Dividend Guidance
When you own a business, you expect a return on your investment in the form of revenue and, subsequently, net profit. When investing in stocks, the expectation of return is the same, only the means of obtaining it are different. The ultimate goal of the investor is earnings growth. There are two main sources of its achievement: an increase in the price of shares of the company in which you invest and the cash dividends that the company pays. Let’s understand the basic concepts regarding dividends.
What are dividends?
This is the distribution of a company’s earnings among its shareholders as decided by the board of directors. This usually takes the form of paying cash dividends to each shareholder’s account. It is customary to measure these payments in terms of dividends per share, that is, how much profit is actually paid to the shareholder on each share. To calculate dividends per share, you need to divide the entire amount allocated for their payments by the number of shares outstanding.
What is dividend yield?
Since dividends are one of the forms of income generation, their size is usually compared with other alternative sources, for example, a risk-free rate. To do this, the dividend yield is calculated, which is the dividend per share expressed as a percentage of the dividend-paying company stock price. In other words, it can be described as the ratio of annual dividend to share price.
What do payments depend on?
A quarterly dividend is common. Bristol-Myers Squibb Co (BMY) does this like many other companies. However, depending on their policies, companies may pay out at different intervals or not at all, as Amazon (AMZN) does. Of the large companies, Meta Platforms (META) and Alphabet (GOOGL) also did not pay dividends. And if Google is going to share for the first time on June 17, then Meta did it already in February. The truth is purely symbolic — 50 cents per share worth $472 — the yield was only 0.11%. Why don’t all companies pay dividends? Many companies do not pay dividends and instead retain earnings to be invested back into the company. And we will touch on this later.
Also, sometimes special dividends may be paid, for example, if the company’s financial results turn out to be significantly strong. For example, on May 1 John B. Sanfilippo & Son, Inc. (NASDAQ: JBSS) announced a special cash dividend of $1.00 per share. Details can be read in this article.
What is the Payout Ratio?
The dividend payout ratio is the share of net profit paid out to shareholders in the form of dividends. If the value of this ratio is very high, and even above 100%, this indicates a high risk of instability of future payments of the same level. On the contrary, an extremely low ratio signals that the company prefers to reinvest profits or, for example, use share repurchase programs to increase shareholder value. There is no ideal value for the payout ratio, so this indicator can serve as an additional point in company analysis for the most meticulous investors.

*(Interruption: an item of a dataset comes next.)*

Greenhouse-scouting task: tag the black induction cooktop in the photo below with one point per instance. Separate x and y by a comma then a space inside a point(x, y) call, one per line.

We provide all these indicators, as well as the average dividend yield for periods of 3-5 years, the dividend strike (how many years in a row dividends are paid) and the dividend track record in the dividend section on each company’s page.
Total Return
The ultimate goal of every investor is to see growth in their portfolios. The final increase consists of rising stock prices and dividend payments. And we know that many investors prefer dividend-paying companies for their portfolios because they value the stability and reliability of such payments.
However, take a look at our recent pick of Dividend Aristocrats — there are 11 companies whose dividend yield currently exceeds 5%, that is, higher than the risk-free rate. There you will find both UPS with a yield of 5.5%, and BMY, which we already talked about today, with a value of 5.6% in the dividend yield column. Western Union (WU) pays more than 8%, and the holding company CVR Energy (CVI) from the Energy sector generally brings in a cosmic 15%, sending 65% of its profits to the dividends.
But if you look at the Return column, which is responsible for the average annual growth of shares, you will see the values are mostly around zero! And this is in 5 years. That is, BMY stock shareholders have consistently received high dividends, which provide almost 4% annual returns on average over the past 5 years, while the share price has not changed nearly at all in these 5 years. The same GOOGL, which has not yet paid a single dividend, has an average return from share price growth of more than 20%. What matters is whose total return is higher!
Opinion
We have no right to tell you that buying dividend-paying stocks is a bad idea if you value stability and consistency, and this also correspondent to your philosophy. However, in our methodology, there was no place for assessing dividend metrics for 2 reasons. Firstly, we did not find confirmation of the hypotheses regarding the relationship between dividend growth rate and the market outperforming. And secondly, borrowing an idea from Buffett’s early books, we are more impressed by those companies that have a high return on equity (ROE) and reinvest profits back into the business, understanding how to multiply each dollar of profit extracted. A mature company that allocates most of its profits to dividends has most likely reached its ceiling, and its shares are unlikely to experience rapid growth in the future, which means there is most likely no place for them in our portfolios.